A description of a topic partition in which the record is appended to each partition.

The subscript represents offset, and each consumer can read a different offset. If consumer a reads the subscript is 9, the consumer reads the subscript is 11

Producer when sending a message, you can specify which partition to send to, or you can use a specified equalization policy, which is stored by a specified equalization to a partition, and when not configured, the default is to use a random equilibrium policy store.

The following figure: The two-server Kafka cluster manages four partitions (P0-P3) for two consumer groups. Consumer group A has two consumer instances, and consumer group B has four consumer instances.

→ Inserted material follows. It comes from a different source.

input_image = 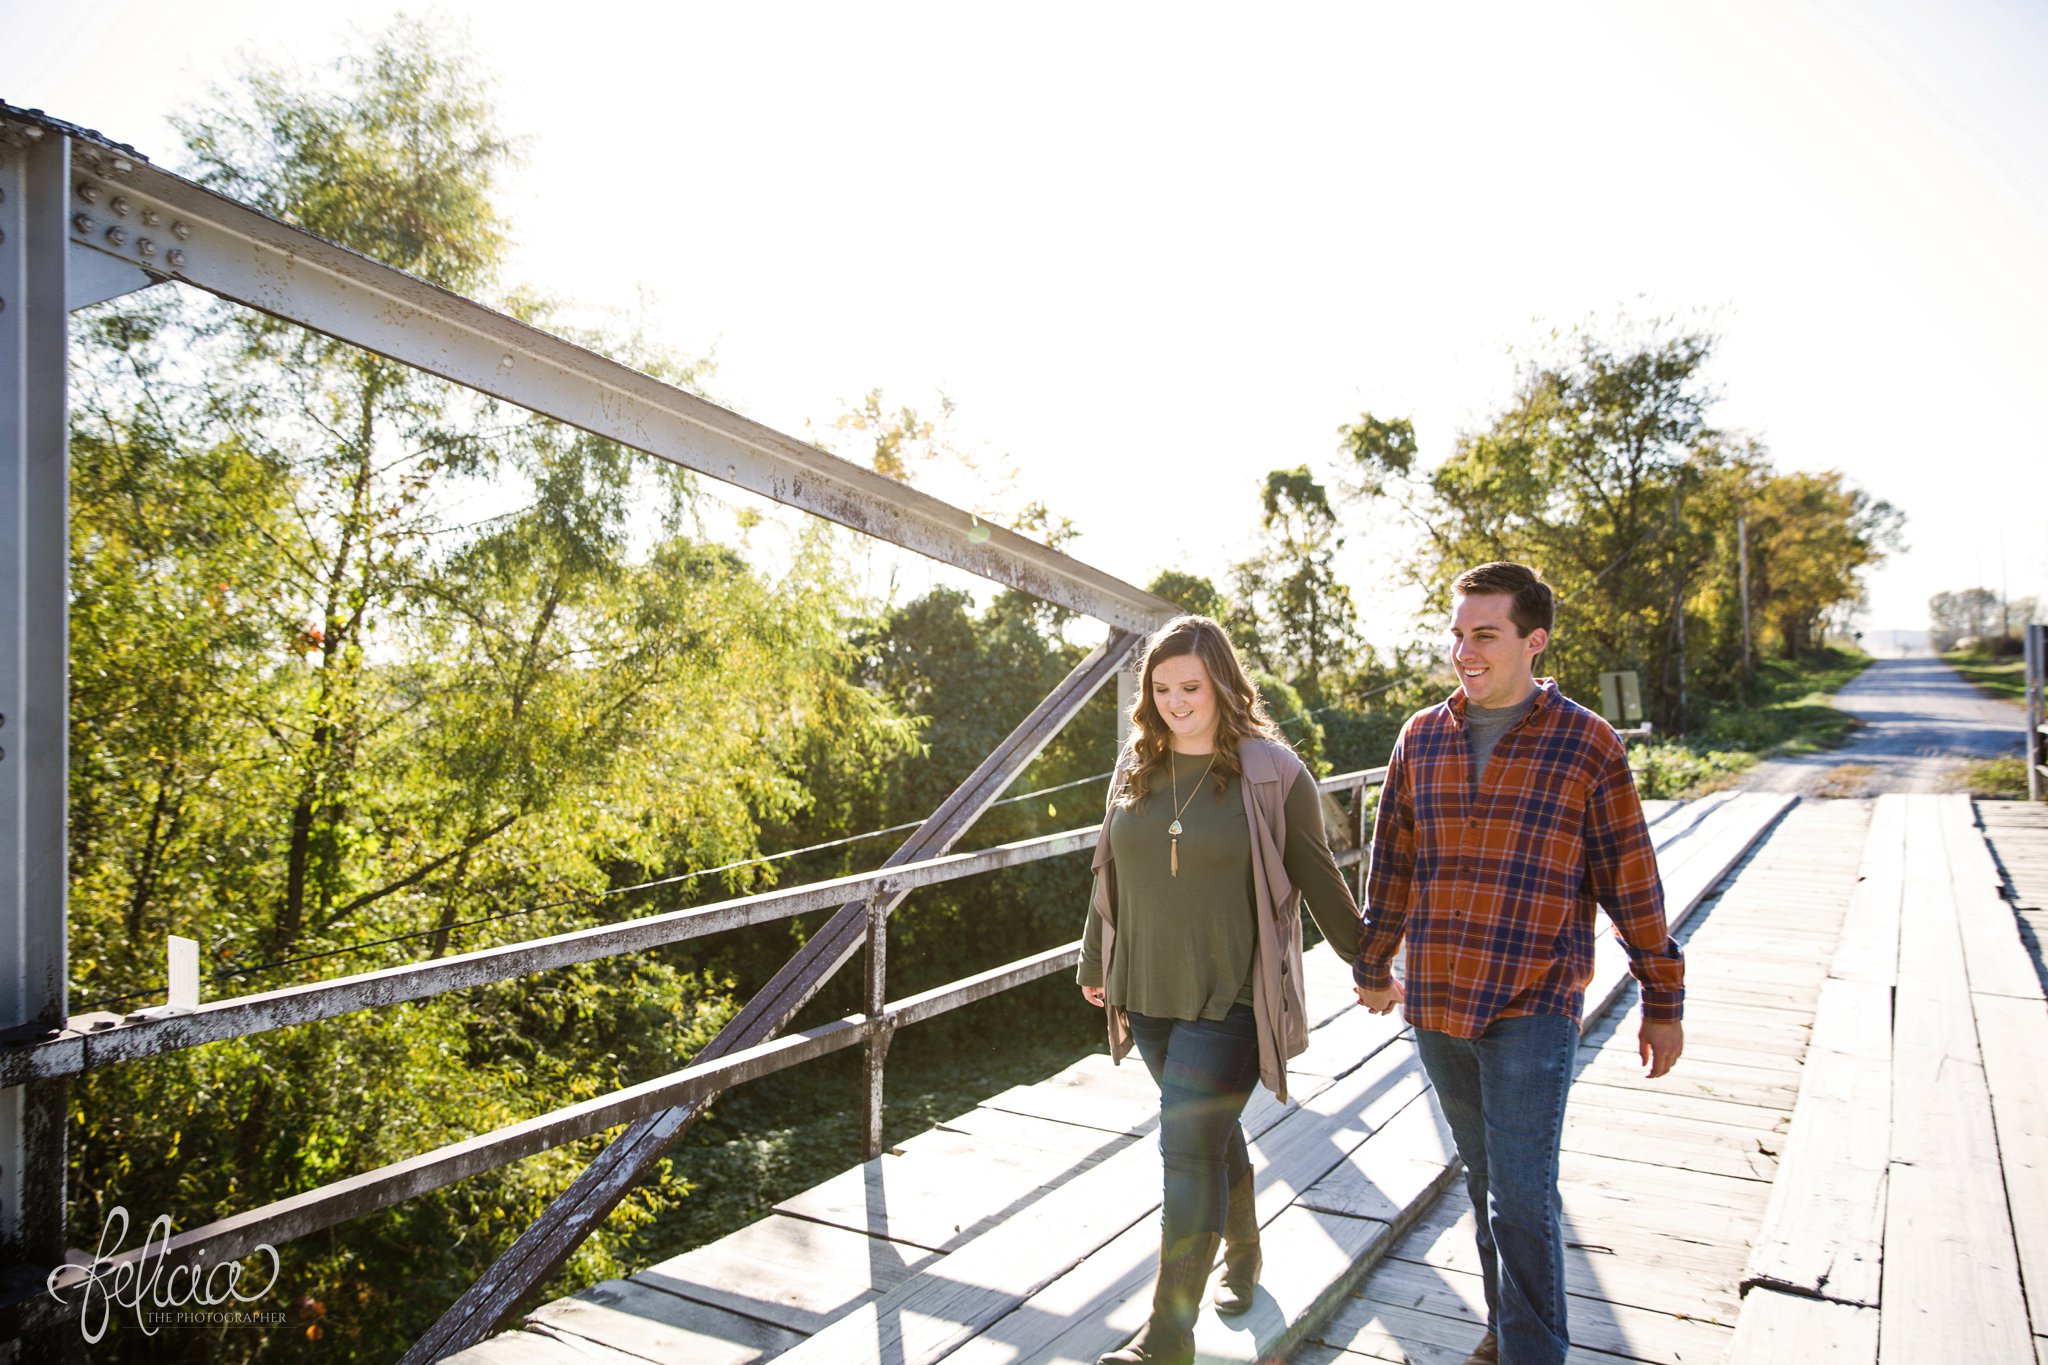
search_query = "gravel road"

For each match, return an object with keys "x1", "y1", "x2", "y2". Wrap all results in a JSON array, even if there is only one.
[{"x1": 1737, "y1": 655, "x2": 2026, "y2": 796}]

In Kafka's design, there can be several different group to consume the same topic message at the same time, as shown in figure, we have two different group at the same time consumption, their consumption record position offset each item, do not interfere with each other. For a group, the number of consumers should not be more than the number of partitions, because in a group, each partition can only be bound to one consumer, that is, a consumer can consume multiple partitions, a partition can only be consumed by one consumer, therefore, If the number of consumers in a group is greater than the number of partitions, the excess consumer will not receive any information.

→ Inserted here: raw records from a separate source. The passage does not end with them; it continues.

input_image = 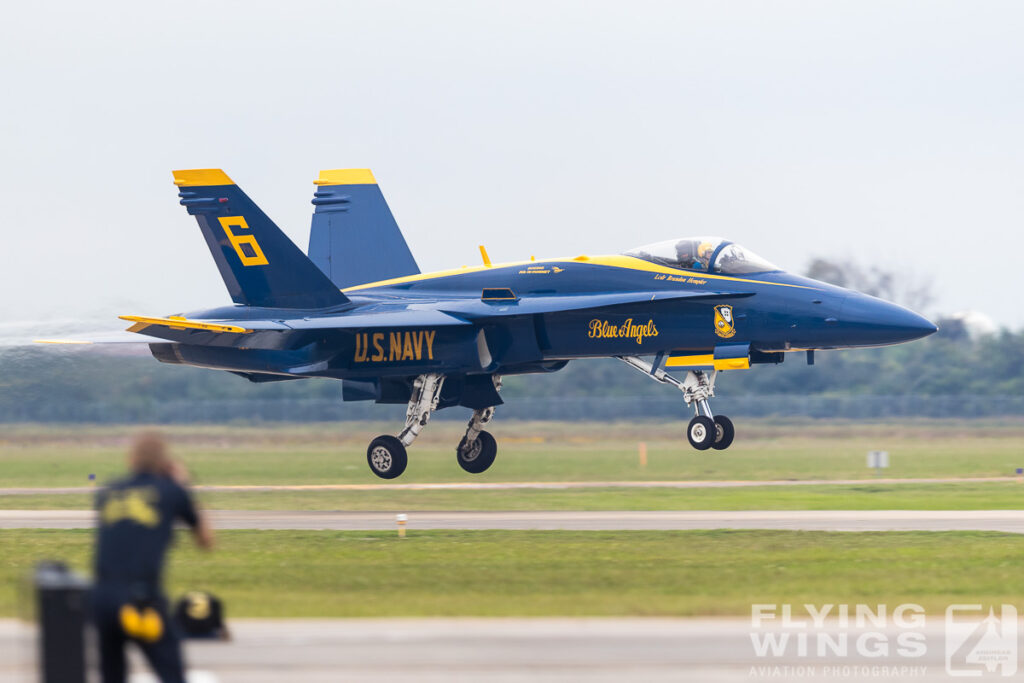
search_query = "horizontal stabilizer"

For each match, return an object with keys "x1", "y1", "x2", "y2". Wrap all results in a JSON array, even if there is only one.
[
  {"x1": 114, "y1": 307, "x2": 470, "y2": 348},
  {"x1": 119, "y1": 315, "x2": 253, "y2": 334},
  {"x1": 122, "y1": 309, "x2": 468, "y2": 334}
]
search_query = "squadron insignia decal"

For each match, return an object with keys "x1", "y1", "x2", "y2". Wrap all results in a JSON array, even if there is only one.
[{"x1": 714, "y1": 305, "x2": 736, "y2": 338}]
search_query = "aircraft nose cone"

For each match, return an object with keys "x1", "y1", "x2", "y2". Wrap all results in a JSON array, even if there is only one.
[{"x1": 839, "y1": 294, "x2": 938, "y2": 345}]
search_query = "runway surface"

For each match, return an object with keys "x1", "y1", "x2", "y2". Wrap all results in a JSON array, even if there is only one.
[
  {"x1": 0, "y1": 475, "x2": 1016, "y2": 495},
  {"x1": 4, "y1": 509, "x2": 1024, "y2": 532},
  {"x1": 2, "y1": 617, "x2": 1014, "y2": 682}
]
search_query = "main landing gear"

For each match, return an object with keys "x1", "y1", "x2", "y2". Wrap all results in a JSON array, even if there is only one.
[
  {"x1": 457, "y1": 405, "x2": 498, "y2": 474},
  {"x1": 616, "y1": 356, "x2": 735, "y2": 451},
  {"x1": 365, "y1": 374, "x2": 502, "y2": 479}
]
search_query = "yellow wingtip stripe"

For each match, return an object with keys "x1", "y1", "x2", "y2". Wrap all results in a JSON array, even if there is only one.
[
  {"x1": 119, "y1": 315, "x2": 251, "y2": 334},
  {"x1": 314, "y1": 169, "x2": 377, "y2": 186},
  {"x1": 33, "y1": 339, "x2": 93, "y2": 345},
  {"x1": 665, "y1": 354, "x2": 714, "y2": 367},
  {"x1": 172, "y1": 169, "x2": 235, "y2": 187},
  {"x1": 665, "y1": 354, "x2": 751, "y2": 371}
]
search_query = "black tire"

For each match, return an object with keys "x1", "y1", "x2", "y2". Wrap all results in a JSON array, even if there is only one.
[
  {"x1": 711, "y1": 415, "x2": 735, "y2": 450},
  {"x1": 366, "y1": 435, "x2": 408, "y2": 479},
  {"x1": 456, "y1": 430, "x2": 497, "y2": 474},
  {"x1": 687, "y1": 416, "x2": 716, "y2": 451}
]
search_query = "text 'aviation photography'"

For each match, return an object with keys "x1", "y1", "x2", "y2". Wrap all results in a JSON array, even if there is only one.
[{"x1": 2, "y1": 2, "x2": 1023, "y2": 682}]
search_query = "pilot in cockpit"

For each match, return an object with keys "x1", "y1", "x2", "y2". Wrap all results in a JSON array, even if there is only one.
[
  {"x1": 696, "y1": 242, "x2": 715, "y2": 271},
  {"x1": 625, "y1": 237, "x2": 778, "y2": 276},
  {"x1": 674, "y1": 241, "x2": 698, "y2": 270}
]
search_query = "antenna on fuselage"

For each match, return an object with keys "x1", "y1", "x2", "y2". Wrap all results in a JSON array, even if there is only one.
[{"x1": 479, "y1": 245, "x2": 492, "y2": 267}]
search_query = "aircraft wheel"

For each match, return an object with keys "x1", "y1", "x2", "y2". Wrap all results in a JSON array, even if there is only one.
[
  {"x1": 687, "y1": 416, "x2": 716, "y2": 451},
  {"x1": 456, "y1": 430, "x2": 497, "y2": 474},
  {"x1": 367, "y1": 435, "x2": 408, "y2": 479},
  {"x1": 711, "y1": 415, "x2": 735, "y2": 450}
]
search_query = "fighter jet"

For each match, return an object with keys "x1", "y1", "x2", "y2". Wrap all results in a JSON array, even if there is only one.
[{"x1": 41, "y1": 169, "x2": 937, "y2": 479}]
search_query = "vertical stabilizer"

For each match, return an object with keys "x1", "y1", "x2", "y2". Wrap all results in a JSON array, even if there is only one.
[
  {"x1": 309, "y1": 169, "x2": 420, "y2": 289},
  {"x1": 173, "y1": 169, "x2": 348, "y2": 309}
]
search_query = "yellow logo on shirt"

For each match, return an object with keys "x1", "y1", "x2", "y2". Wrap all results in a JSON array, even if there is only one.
[{"x1": 101, "y1": 487, "x2": 160, "y2": 528}]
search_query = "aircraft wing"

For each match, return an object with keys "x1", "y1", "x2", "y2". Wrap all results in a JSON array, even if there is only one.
[
  {"x1": 125, "y1": 291, "x2": 750, "y2": 341},
  {"x1": 279, "y1": 309, "x2": 470, "y2": 329},
  {"x1": 36, "y1": 292, "x2": 743, "y2": 346},
  {"x1": 437, "y1": 290, "x2": 753, "y2": 319},
  {"x1": 33, "y1": 309, "x2": 473, "y2": 347}
]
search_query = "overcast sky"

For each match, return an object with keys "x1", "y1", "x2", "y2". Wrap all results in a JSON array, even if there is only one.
[{"x1": 1, "y1": 0, "x2": 1022, "y2": 339}]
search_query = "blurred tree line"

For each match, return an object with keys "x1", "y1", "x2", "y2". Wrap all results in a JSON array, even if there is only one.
[{"x1": 0, "y1": 258, "x2": 1019, "y2": 422}]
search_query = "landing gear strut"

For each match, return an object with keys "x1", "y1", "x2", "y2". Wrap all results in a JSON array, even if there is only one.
[
  {"x1": 366, "y1": 373, "x2": 445, "y2": 479},
  {"x1": 365, "y1": 373, "x2": 503, "y2": 479},
  {"x1": 616, "y1": 356, "x2": 736, "y2": 451},
  {"x1": 457, "y1": 406, "x2": 498, "y2": 473}
]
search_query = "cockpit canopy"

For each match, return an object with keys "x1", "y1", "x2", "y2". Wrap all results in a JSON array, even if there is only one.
[{"x1": 623, "y1": 237, "x2": 779, "y2": 275}]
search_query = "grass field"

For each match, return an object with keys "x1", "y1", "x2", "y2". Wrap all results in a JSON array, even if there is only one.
[
  {"x1": 1, "y1": 421, "x2": 1023, "y2": 488},
  {"x1": 3, "y1": 421, "x2": 1022, "y2": 511},
  {"x1": 4, "y1": 481, "x2": 1024, "y2": 511},
  {"x1": 4, "y1": 529, "x2": 1024, "y2": 618},
  {"x1": 4, "y1": 423, "x2": 1021, "y2": 621}
]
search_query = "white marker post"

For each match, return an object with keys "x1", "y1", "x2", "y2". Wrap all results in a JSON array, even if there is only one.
[
  {"x1": 867, "y1": 451, "x2": 889, "y2": 476},
  {"x1": 396, "y1": 513, "x2": 408, "y2": 538}
]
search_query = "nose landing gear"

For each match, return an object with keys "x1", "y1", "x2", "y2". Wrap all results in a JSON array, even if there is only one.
[
  {"x1": 617, "y1": 355, "x2": 736, "y2": 451},
  {"x1": 687, "y1": 407, "x2": 735, "y2": 451},
  {"x1": 711, "y1": 414, "x2": 734, "y2": 450},
  {"x1": 687, "y1": 415, "x2": 715, "y2": 450}
]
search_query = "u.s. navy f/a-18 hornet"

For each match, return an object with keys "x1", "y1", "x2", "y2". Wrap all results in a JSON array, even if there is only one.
[{"x1": 42, "y1": 169, "x2": 937, "y2": 479}]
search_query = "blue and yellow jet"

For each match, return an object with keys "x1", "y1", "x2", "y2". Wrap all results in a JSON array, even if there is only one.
[{"x1": 45, "y1": 168, "x2": 937, "y2": 478}]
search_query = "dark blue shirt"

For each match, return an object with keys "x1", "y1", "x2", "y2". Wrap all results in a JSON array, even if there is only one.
[{"x1": 94, "y1": 472, "x2": 198, "y2": 589}]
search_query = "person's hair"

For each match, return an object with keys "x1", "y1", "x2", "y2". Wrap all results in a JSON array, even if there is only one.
[{"x1": 130, "y1": 430, "x2": 170, "y2": 475}]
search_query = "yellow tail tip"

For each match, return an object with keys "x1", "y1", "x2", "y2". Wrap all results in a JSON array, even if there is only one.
[
  {"x1": 314, "y1": 169, "x2": 376, "y2": 186},
  {"x1": 172, "y1": 169, "x2": 234, "y2": 187}
]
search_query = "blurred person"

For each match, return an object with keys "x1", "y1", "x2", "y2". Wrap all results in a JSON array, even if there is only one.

Kafka messages are stored in topic, topic has multiple partitions, and for the security of the data, there are multiple replica per partition, and the message store in the partition consists of multiple segment.

As in figure, a topic has n partitions, then each partition has n copies, and multiple replicas elect a leader, and when a producer push message to leader, the other follower synchronizes from the leader pull message.

Note that both producers and consumers interact only with leader, follower only with leader, and when leader hangs, a follower will be returned between leader.

Contact Us

The content source of this page is from Internet, which doesn't represent Alibaba Cloud's opinion; products and services mentioned on that page don't have any relationship with Alibaba Cloud. If the content of the page makes you feel confusing, please write us an email, we will handle the problem within 5 days after receiving your email.

If you find any instances of plagiarism from the community, please send an email to: info-contact@alibabacloud.com and provide relevant evidence. A staff member will contact you within 5 working days.

A Free Trial That Lets You Build Big!

Start building with 50+ products and up to 12 months usage for Elastic Compute Service

  • Sales Support

    1 on 1 presale consultation

  • After-Sales Support

    24/7 Technical Support 6 Free Tickets per Quarter Faster Response

  • Alibaba Cloud offers highly flexible support services tailored to meet your exact needs.